Differential scanning calorimetry (DSC)
DSC was performed on a TA Instruments Q2000 DSC with three repeated cycles between −150 and +150 °C at a constant rate of 10 °C/min. Only the second heating scan is shown.
Small-angle X-ray scattering (SAXS)
SAXS measurements were performed on a custom-built SAXS diffractometer housed at the University of California, Santa Barbara. The sample-to-detector distance was 1.7 m with a fixed wavelength of 1.54 Å. For all SAXS experiments, a silver behenate standard was used to calibrate the scattering angles. Two-dimensional (2D) data were reduced by azimuthal averaging to give I(q), where I is the intensity in arbitrary units, q = |q| =4πλ–1 sin(θ/2) is the magnitude of the scattering wave vector, λ is the wavelength of the incident beam, and θ is the scattering angle. Two data points (at q = 0.15438 Å and q = 0.16026 Å), which correspond to two known dead pixels on the detector, were excised from the resulting data set for clarity.
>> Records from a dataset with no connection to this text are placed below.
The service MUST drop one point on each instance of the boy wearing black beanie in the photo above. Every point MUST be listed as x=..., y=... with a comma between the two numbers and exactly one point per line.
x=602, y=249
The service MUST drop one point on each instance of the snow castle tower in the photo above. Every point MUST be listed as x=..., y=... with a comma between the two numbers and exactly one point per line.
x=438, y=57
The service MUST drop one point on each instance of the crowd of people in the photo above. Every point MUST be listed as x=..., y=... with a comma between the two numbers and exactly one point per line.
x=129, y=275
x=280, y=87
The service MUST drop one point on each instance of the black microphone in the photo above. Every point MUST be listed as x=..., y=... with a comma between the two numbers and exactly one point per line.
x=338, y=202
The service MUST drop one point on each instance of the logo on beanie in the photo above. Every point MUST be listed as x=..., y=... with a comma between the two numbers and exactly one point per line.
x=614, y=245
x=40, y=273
Mechanical tensile testing
For uniaxial extension tensile tests, a Teflon dog bone mold was used to shape samples on a Carver press (Wabash, IN) 10 kPA at 160 °C for 10 min and then cooled (gauge depth = 0.5 mm, gauge width = 1.5 mm, gauge length = 10 mm, transition zone radius = 2.5 mm). Uniaxial tensile testing was performed on a TA.XT Plus Connect Texture Analyzer with a 50N load cell using the Miniature Tensile grips (TA-96B) from the manufacturer. Grip surfaces were covered with adhesive backed foam padding to avoid damage to tensile bars and slip of samples from the grips. Samples were deformed at 0.1 mm/s until failure. Mechanical testing of polymer samples was performed in triplicate and representative data is included in the main text.